[co-author: Mikayla Hill - Articling Student]
A recent case on estoppel by convention in the context of an owner's termination of a construction contract provides a valuable reminder to both legal practitioners and project personnel on the dangers associated with ignoring the contract, even when it may seem safe to do so.
In the recent case from the Ontario Court of Appeal of Grasshopper Solar Corporation v Independent Electricity System Operator, 2020 ONCA 499 [Grasshopper], the court rejected the contractor's argument that a fairly express past communication from the owner that the contract would not be terminated for delay "estopped" the owner from later terminating the agreement for delay.
The contractor had argued that "estoppel by convention" applied, which is briefly defined as a shared assumption of fact or law between two contracting parties that may operate to prevent one of the parties from asserting contractual rights in a manner contrary to the shared assumption. The court held that there was no such shared assumption in the circumstances of the Grasshopper case.
In August 2016, the appellant contractor, Grasshopper Solar Corporation entered into a Feed-in-Tariff Contract (FIT Contract) with Ontario's Independent Electricity System Operator (IESO), as owner, for the construction of solar facilities. These facilities were to provide energy to the Ontario electricity grid. The agreement included a time of the essence clause that required Grasshopper Corp. to achieve commercial operation of these facilities by a milestone date of September 8, 2019.
On June 17, 2013, (notably prior to entering into the FIT Contract with Grasshopper Corp.), the IESO's predecessor, the Ontario Power Authority (OPA), issued a bulletin on its website outlining the OPA's approach to project delays in response to several questions from its contractors, or suppliers, at that time.

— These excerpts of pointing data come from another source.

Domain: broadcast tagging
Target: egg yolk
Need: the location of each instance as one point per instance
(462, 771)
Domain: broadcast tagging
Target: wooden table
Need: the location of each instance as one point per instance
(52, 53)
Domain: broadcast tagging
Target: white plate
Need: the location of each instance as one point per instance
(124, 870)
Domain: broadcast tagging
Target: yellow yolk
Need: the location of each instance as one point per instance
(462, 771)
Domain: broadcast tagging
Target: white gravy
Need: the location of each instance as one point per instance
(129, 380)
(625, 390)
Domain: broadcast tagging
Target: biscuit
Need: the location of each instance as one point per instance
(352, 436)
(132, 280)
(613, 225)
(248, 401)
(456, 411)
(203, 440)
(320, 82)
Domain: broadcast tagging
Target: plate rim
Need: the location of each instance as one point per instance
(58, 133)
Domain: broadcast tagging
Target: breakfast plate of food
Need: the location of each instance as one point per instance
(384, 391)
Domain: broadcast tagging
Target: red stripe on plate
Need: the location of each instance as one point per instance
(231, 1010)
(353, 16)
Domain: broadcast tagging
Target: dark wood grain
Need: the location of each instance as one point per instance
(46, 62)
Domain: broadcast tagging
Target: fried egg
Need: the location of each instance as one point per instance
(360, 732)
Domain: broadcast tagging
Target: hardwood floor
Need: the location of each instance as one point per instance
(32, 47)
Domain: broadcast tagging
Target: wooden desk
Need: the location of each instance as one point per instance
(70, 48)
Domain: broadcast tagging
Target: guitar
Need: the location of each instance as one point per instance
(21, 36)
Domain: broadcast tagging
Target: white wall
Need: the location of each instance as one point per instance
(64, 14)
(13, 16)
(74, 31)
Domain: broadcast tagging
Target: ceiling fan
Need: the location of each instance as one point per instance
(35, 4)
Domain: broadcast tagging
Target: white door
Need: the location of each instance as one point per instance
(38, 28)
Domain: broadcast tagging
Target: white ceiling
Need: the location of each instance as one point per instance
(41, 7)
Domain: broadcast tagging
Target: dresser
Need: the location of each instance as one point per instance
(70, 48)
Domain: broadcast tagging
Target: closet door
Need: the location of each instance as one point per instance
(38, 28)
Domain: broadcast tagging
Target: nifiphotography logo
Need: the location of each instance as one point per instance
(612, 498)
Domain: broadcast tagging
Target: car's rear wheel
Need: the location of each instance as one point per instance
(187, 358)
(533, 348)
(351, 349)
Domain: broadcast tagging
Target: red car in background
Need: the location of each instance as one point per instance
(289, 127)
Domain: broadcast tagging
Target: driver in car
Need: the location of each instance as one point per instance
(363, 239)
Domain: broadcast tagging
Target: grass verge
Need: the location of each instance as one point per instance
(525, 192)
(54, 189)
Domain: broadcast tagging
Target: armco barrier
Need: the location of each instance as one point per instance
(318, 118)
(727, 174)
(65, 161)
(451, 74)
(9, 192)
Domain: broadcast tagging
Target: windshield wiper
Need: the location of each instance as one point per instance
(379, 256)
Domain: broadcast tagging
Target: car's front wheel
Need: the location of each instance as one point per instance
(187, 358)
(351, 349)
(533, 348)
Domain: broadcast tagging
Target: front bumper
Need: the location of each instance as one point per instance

The bulletin provided that if a supplier could not achieve commercial operations by the contractually mandated milestone date, the OPA would not act upon its termination rights. It further provided, however, that "the information provided here is meant for informational purposes only and shall not be relied on by Suppliers" as well as, "this information does not constitute a waiver of any actual or potential default, nor does it amend the FIT Contract."
On March 29, 2019, almost three years into the FIT Contract, the IESO sent a letter to Grasshopper Corp. (and other suppliers) reminding Grasshopper Corp. of the need to complete operation by the milestone date in its contract. The IESO further advised that it specifically revoked the bulletin and any past waiver of its right to terminate the contract for delay. The IESO also provided notice in the letter that a failure to achieve operation by this date would constitute a default that would allow IESO to exercise its termination rights.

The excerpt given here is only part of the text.